Melons are nutritious foods but CDC has reported some outbreaks that are associated to cantaloupes, which are members of the melon family. In 2012, there were about 261 individuals who were infected with Salmonella after eating cantaloupes from a farm in Indiana. Three of those died. A year before the outbreak, there were about 147 individuals that became sick where 33 dies after eating cantaloupes infected with Listeria.
To avoid this illness, one must scrub the outside surface of melons, just like you do with potatoes with the use of a stiff brush and running water. This means that when we slice melons, we are not bringing the bacteria to the interior of the food.

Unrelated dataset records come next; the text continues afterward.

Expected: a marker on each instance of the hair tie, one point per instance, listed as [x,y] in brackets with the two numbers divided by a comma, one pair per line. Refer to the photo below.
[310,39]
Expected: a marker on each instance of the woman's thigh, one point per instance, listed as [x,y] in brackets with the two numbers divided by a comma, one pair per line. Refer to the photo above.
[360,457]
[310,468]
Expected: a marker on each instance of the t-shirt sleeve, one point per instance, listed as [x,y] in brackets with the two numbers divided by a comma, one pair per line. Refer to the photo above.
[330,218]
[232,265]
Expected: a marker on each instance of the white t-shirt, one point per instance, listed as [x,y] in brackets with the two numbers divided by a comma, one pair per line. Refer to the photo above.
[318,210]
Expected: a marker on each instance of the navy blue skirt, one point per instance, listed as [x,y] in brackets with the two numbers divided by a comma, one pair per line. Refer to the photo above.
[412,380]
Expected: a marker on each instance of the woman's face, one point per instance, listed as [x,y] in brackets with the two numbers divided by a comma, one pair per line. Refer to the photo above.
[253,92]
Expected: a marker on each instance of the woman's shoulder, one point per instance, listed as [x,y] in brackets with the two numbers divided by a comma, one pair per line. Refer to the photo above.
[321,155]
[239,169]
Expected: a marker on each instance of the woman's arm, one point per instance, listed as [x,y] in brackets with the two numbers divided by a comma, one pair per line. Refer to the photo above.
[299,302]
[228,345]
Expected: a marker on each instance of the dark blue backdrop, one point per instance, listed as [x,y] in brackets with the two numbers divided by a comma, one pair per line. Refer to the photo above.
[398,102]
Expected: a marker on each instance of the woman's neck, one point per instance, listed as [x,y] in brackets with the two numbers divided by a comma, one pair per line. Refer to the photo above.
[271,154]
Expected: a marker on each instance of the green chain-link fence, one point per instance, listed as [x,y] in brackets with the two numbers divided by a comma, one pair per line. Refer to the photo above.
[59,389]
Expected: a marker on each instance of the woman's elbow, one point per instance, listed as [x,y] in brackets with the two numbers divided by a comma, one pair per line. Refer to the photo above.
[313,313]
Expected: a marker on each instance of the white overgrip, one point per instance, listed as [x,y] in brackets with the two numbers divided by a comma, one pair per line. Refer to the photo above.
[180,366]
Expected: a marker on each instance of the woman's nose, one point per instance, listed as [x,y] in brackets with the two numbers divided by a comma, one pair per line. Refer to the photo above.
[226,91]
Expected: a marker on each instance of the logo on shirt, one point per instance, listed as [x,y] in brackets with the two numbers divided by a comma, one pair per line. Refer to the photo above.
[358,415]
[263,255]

In 2012, Great Peanut Butter was recalled after 42 consumers in 20 different states became sick. The outbreak was linked to peanut butters contaminated with Salmonella. The product came from a processing plant based in New Mexico.
Consumers are encouraged to be always on watch for product recalls to avoid this disease.
Raw milk refers to a milk that did not undergo pasteurization or heat treatment to kill bacteria. It goes straight from the cow to your glass.
Omitting the pasteurization process that will mean that the same bacteria, Salmonella, from beef may be poured into your “glass of calcium.” Other bacteria found in raw milk are E. coli and Campylobacter.
To avoid this disease, avoid drinking raw milk (as well as raw milk cheese), especially when you have weak immune system and if you are pregnant.
Ice cream was linked to about 75 outbreaks with Salmonella and Staphylococcus from 1990 to 2006.
In 1994 outbreak that made 224,000 sick, it involved a batch of ice cream premix that was transported through a truck that brought non-pasteurized eggs. The batch was used to make ice cream without re-pasteurizing. Infection can also happen at home when you use raw eggs.
Cheese can be infected with bacteria such as Listeria or Salmonella that can cause miscarriages. Doctors warn pregnant women to avoid eating soft cheeses like feta, Brie, and Camembert.